Masters of the Universe has no business being as good as it is, the surprise of the summer so far, reminiscent of Dungeons & Dragons: Honor Among Thieves for its smart, left-field entertainment value. It embraces its nuttiness (why were children watching this?) and never talks down to it, or its audience. Littler kids may be keen to check out the adventure action but MotU pulls a Pixar and actually services the adults in the room too. Hard as it is to admit, Leto is amusing as a petulant Skeletor, never quite menacing and coming off as more perpetually annoyed than pure evil – though HR Skeletor will never get old. Eternia’s warriors, ahem, Fisto (Jóhannes Haukur Jóhannesson), Ram-Man (Jon Xue Zhang) and Roboto (voiced by Kristen Wiig) are the source of some of the film’s skankiest comedy, obvious but funny anyway, and even when they’re not off-colour the jokes can lean more grown-up: Sasheer Zamata as Adam’s Earth boss is pitch perfect in her awkward office-speak, Teela running diagnostics on her ship is all our reaction to the bullshit answers we get with “run diagnostic” on our tech, and the heroes emerging from a smoky/dusty hallway ahead of kicking ass? Priceless. There are plenty of Easter eggs for long-term fans, it wouldn’t be a true IP film if there weren’t, but they’re woven into the fabric of the larger picture so newcomers won’t feel short-changed. However, Queen’s “Princes of the Universe” in the wake of a Highlander joke? Bravo, Mr Knight. Bravo.

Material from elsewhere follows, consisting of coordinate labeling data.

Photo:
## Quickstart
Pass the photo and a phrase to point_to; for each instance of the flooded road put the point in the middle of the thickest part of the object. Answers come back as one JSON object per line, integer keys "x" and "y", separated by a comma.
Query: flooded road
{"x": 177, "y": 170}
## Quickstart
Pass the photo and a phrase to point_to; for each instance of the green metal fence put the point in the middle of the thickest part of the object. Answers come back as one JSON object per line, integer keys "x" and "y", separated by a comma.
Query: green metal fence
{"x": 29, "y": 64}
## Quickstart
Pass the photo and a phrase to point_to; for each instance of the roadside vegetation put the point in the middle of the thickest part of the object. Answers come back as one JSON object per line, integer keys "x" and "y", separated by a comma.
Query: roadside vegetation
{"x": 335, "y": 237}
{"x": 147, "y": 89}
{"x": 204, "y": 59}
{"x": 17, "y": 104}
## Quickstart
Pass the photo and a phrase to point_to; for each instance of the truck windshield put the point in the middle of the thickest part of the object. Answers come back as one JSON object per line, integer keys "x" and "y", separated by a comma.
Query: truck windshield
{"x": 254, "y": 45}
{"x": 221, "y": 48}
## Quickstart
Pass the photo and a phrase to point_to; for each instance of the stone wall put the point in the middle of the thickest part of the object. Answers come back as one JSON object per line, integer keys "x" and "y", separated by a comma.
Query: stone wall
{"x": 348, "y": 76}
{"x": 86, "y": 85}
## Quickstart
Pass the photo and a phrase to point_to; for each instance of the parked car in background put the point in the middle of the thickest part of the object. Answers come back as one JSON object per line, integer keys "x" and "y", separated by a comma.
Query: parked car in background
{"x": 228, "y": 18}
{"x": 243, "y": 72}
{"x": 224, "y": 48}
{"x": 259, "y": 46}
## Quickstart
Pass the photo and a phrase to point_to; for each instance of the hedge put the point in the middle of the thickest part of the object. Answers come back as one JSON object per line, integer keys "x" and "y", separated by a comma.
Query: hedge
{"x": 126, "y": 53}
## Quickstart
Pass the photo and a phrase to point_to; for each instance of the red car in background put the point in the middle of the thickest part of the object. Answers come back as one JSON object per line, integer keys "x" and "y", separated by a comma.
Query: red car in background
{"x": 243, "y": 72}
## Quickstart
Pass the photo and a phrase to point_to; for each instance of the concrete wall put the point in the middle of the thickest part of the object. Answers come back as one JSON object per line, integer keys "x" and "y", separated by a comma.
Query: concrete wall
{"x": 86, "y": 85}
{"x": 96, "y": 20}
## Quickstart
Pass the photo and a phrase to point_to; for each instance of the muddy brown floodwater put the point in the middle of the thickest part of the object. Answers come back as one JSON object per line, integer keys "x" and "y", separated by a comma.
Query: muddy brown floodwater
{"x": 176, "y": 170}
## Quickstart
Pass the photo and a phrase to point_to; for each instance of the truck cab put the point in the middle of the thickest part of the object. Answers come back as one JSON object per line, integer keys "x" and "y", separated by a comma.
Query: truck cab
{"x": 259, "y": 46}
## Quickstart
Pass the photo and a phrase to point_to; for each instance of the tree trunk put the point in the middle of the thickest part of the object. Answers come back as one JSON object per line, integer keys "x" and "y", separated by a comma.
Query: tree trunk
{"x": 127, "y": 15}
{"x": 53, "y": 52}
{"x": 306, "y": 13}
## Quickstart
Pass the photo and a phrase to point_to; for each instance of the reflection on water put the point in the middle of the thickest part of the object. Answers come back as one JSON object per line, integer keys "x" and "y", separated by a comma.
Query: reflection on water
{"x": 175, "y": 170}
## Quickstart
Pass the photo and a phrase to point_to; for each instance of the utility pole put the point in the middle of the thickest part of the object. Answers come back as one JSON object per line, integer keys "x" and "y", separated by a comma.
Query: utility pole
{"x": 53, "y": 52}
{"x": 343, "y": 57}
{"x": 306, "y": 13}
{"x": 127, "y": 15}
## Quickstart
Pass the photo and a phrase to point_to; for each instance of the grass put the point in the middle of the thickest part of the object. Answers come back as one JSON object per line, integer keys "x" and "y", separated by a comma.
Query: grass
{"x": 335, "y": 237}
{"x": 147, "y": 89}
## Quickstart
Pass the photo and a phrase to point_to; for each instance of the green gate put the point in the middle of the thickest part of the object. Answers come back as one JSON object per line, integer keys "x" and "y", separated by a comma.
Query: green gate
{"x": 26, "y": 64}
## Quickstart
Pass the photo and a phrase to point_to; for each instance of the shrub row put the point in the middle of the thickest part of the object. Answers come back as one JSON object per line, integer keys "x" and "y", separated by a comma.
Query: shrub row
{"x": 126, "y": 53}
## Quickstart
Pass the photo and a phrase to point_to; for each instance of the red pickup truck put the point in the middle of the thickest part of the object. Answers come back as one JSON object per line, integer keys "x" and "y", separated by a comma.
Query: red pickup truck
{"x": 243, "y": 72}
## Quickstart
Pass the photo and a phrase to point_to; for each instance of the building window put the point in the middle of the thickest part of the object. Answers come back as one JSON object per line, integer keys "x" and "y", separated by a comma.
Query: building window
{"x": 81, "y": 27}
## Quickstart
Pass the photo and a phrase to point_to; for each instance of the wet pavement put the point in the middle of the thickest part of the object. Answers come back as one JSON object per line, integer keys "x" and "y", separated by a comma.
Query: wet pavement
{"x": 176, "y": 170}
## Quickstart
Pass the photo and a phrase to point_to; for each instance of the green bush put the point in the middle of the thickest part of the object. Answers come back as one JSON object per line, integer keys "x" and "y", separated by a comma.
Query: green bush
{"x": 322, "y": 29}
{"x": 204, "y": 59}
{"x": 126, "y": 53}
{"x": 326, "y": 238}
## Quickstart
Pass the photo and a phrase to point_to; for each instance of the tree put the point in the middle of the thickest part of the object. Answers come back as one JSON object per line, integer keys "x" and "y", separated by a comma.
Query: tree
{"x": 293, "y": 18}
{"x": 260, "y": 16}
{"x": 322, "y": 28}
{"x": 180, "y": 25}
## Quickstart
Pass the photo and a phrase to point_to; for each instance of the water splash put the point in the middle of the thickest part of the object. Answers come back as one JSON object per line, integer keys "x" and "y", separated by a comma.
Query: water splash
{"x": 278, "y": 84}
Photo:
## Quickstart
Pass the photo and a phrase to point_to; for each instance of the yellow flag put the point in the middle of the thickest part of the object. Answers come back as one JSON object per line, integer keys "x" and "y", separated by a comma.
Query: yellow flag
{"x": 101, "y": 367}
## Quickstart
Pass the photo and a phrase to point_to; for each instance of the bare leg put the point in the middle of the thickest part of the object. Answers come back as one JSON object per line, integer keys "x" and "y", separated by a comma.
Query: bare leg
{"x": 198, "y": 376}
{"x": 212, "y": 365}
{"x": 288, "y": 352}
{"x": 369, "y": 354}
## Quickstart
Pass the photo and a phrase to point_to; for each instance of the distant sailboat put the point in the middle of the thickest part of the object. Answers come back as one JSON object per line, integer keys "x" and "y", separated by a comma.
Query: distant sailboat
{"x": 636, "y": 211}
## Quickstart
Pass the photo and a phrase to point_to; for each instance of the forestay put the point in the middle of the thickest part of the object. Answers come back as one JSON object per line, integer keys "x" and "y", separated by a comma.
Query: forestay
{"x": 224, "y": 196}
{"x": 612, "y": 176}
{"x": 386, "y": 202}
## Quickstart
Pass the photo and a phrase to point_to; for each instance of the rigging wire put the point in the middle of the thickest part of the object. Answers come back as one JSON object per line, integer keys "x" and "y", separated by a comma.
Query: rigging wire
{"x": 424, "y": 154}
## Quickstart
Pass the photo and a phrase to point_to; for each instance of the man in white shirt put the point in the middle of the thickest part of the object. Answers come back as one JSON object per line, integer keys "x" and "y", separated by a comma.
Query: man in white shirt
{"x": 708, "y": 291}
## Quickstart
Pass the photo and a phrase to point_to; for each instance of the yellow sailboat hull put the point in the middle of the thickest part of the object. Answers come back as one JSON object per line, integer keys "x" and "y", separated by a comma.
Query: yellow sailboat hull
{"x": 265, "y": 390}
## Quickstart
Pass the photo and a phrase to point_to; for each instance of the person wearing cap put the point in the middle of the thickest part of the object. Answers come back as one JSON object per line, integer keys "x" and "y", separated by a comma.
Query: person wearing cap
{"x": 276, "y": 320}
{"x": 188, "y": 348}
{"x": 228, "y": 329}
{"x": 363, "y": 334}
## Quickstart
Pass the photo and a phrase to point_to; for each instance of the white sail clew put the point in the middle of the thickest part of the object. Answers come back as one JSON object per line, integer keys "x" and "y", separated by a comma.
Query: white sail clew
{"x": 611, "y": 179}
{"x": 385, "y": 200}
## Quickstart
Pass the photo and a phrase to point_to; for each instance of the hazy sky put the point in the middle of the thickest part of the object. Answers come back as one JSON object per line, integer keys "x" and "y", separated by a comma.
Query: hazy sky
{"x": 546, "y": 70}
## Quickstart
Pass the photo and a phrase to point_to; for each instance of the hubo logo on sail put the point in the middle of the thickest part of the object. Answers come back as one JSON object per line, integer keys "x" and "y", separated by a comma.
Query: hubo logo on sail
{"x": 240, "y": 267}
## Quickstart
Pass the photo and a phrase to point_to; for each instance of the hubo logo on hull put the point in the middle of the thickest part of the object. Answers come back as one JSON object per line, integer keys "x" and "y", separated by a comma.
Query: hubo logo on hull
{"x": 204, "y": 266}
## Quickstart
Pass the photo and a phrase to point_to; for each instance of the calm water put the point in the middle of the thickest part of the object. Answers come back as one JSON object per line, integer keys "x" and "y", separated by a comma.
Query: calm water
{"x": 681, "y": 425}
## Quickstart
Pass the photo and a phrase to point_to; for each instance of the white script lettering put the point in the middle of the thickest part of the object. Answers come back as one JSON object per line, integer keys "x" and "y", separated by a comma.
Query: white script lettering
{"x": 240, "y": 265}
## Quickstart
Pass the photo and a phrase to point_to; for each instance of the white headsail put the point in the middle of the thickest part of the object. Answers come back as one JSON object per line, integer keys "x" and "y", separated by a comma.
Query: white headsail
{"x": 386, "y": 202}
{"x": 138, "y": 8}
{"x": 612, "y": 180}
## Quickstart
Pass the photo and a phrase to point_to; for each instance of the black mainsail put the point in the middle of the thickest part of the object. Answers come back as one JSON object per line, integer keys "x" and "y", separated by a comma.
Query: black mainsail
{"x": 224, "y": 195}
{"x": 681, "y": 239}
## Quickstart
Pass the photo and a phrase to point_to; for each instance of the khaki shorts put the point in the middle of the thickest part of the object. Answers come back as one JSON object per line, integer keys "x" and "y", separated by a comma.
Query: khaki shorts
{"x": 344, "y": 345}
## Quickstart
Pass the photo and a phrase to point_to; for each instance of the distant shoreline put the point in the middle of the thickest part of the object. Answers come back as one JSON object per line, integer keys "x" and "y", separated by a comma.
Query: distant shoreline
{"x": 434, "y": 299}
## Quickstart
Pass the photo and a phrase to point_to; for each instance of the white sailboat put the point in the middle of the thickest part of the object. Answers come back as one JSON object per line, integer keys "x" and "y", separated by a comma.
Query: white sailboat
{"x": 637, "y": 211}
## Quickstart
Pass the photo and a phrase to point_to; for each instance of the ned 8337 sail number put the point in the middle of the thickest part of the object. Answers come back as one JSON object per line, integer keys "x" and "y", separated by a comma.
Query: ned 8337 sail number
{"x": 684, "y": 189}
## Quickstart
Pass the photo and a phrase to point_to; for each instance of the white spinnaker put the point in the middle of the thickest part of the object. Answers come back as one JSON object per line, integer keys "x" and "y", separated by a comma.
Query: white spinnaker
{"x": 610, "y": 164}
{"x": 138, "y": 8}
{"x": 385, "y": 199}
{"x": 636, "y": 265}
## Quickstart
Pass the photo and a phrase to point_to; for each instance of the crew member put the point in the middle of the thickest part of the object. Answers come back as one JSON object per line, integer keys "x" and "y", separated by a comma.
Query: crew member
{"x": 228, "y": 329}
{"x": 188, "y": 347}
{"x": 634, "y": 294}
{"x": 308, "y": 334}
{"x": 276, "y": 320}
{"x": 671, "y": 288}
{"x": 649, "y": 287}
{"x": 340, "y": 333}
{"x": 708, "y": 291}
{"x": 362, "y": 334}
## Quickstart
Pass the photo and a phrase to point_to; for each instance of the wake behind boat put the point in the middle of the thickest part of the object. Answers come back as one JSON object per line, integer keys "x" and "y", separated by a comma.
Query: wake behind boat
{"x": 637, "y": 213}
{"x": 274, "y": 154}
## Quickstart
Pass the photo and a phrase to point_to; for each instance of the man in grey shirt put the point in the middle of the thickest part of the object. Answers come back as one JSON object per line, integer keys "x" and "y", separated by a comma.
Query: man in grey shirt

Mattel clearly has high hopes for MotU; god knows they sunk enough cash into it, and the credit stingers suggest they’re banking on He-Man’s legacy to justify the investment and planning. For many it may strike a confused tone that can’t dance on the line between silly and serious, and yeah, it lacks the originality of Backrooms, and it runs the risk of getting lost in the Mortal Kombat II/Street Fighter (thankfully, October) shuffle (how many ways are we going to reference “What’s Going On?” this summer?). Above all it’s unlikely to post Barbie numbers no matter how legion Galitzine’s Red, White and Royal Blue fans are, but it was fun. And I’ll admit it. I’m down for a She-Ra: Princess of Power sequel if there’s more oiled up He-Man.